Ey sevgili, haybeden mesajlarla -ki heybemde sana çok cümle var söylenecek- klişe sözlerle, kalıplaşmış cümlelerle, sakız olmuş dizelerle ve mallaşmış beyinlerle sana hitap edip kalbini fethetmek istemiyorum. Sen bende zamanın üstündesin. Kalbin sadece bir et parçası olmadığını bil öncelikle. Ve beynin gerçekten sadece et olarak var olamayacağını da!
Duygular vardır bir kalpten bir kalbe değen. Gözler vardır bir gözden diğer göze işleyen. Bundan daha tesirli bir şey var mıdır dünyada? Kalbe tek taşla mı gireceksiniz? Bir çift küpeyle mi sesinizi sevgilinin kulağına söyleyeceksiniz? Güzel bir elbiseyle mi onun gözlerine gireceksiniz? Öyleyse yazık size, bu aşk kazık!

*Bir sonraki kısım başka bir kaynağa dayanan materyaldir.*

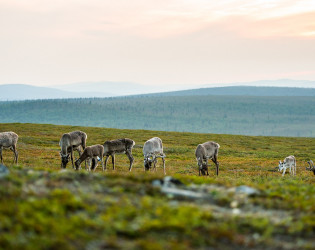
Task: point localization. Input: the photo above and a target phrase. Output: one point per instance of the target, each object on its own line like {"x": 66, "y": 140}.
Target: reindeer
{"x": 289, "y": 162}
{"x": 9, "y": 140}
{"x": 312, "y": 167}
{"x": 69, "y": 142}
{"x": 204, "y": 152}
{"x": 93, "y": 154}
{"x": 119, "y": 146}
{"x": 153, "y": 149}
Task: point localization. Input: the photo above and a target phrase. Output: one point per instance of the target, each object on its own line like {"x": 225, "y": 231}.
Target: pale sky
{"x": 187, "y": 42}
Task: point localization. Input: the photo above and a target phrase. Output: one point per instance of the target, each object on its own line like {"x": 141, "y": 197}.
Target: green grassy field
{"x": 44, "y": 207}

Aşkın fiyatı var mıdır? Tek taşa âşık olunur mu mesela? Üç söze tav olunur mu hakeza? Bir apartman topuk ayakkabıya, bir deri çantaya, bir demet çiçeğe, bir baş döndürücü kokuya hasta olunur mu? Bir akşam yemeği, bir akşamsefası sevgililer gününün unutulmaz olması için olmazsa olmazıdır. Paranız varsa işlem tamamdır paranız yoksa işiniz haraptır. Kısa devre yapar aşkınız. Yanar gider kalbi kablolarınız. Beyin sigortanız attı mı inanın bedeniniz isyan eder, aklınız almaz olan biteni, kalbiniz zaten darbeyi tam ortasına yemiştir. Aşkın kalbinizde açmış olduğu yer yara olur. Aşkın kalbinize atmış olduğu tekme isabet olur.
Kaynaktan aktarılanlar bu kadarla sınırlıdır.